Introduction: Antibiotic resistance, largely driven by Gram-negative bacteria, is a global public health problem aggravated by biofilm formation, which limits antibiotic access and effectiveness. These problems call for novel antibiotics including those targeting BamA, a key component of β-barrel assembly machinery (BAM) complex, present in the outer membrane of all Gram-negative bacteria. BamA catalyses the insertion of outer membrane proteins essential for bacterial growth and biofilm formation. The BamA inhibitor, polyphor 7 is bactericidal against many Gram-negative species but its ability to suppress virulence activities such as biofilm formation remains untested.

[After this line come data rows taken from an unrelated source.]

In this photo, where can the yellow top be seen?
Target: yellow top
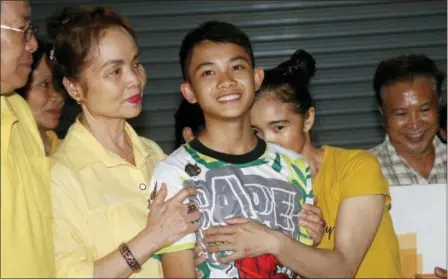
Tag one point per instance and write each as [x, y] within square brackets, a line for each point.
[26, 232]
[99, 200]
[55, 141]
[350, 173]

Objective: The study aimed to determine whether sublethal concentrations of polyphor 7 can inhibit activities associated with biofilm formation such as motility, exopolysaccharide export pores, and adhesion.
Methods: Polyphor 7 was tested at different concentrations in three types of experiments: swarming motility, and mucoid assay using clinical strains of Pseudomonas aeruginosa, and bacterial sedimentation assay using Escherichia coli K-12. The procedures included the preparation of polyphor 7-containing culture media at various concentrations, bacterial resuspension and inoculation, incubation, and phenotypic evaluation. Sedimentation was monitored by measuring OD_{600 every} 15 minutes, and the data were analysed using GraphPad Prism version 10.2.1.

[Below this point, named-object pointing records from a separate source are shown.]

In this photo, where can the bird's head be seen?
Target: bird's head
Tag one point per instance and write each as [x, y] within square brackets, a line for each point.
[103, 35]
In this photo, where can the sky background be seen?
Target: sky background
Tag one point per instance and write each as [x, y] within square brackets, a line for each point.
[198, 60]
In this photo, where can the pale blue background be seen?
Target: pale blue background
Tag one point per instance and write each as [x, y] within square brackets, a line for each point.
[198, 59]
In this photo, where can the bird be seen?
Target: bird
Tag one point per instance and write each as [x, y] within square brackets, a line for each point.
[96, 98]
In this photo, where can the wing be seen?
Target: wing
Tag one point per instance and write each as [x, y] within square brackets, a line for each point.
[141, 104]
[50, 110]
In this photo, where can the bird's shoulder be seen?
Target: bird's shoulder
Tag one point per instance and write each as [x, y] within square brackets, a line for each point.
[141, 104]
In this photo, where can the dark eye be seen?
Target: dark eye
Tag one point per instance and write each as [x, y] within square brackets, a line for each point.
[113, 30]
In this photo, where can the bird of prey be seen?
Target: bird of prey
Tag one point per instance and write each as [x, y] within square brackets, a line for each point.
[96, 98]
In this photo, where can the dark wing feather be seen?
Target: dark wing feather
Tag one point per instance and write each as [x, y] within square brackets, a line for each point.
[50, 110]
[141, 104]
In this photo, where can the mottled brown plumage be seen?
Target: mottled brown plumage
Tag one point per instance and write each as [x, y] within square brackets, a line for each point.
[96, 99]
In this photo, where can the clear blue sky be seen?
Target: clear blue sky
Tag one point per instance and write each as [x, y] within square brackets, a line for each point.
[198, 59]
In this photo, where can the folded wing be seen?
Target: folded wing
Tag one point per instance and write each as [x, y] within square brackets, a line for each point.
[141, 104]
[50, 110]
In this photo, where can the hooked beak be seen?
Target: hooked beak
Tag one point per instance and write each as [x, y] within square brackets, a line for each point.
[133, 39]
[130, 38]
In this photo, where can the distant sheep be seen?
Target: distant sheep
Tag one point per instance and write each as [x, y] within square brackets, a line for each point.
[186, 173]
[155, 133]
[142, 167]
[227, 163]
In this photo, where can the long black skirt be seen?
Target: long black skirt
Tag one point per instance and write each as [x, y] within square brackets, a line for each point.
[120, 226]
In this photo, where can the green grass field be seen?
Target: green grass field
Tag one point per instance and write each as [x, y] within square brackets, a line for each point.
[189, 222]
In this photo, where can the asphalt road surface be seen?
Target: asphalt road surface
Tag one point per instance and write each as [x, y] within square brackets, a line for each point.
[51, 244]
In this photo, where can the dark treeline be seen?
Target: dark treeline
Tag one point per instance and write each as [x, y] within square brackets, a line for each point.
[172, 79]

Results: A reduction in motility and siderophore-associated pigment release was observed in P. aeruginosa strains. Additionally, aggregative E. coli showed decreased biofilm sedimentation in a concentration-dependent manner.
Conclusion: The data strongly suggest that polyphor 7 reduces virulence activities associated with biofilm formation. Further sedimentation assays using clinical E. coli isolates are recommended, particularly due to their frequent involvement in chronic urinary tract infections related to catheter use.
Keywords: BamA , BAM inhibitor, Polyphor 7, Biofilm formation.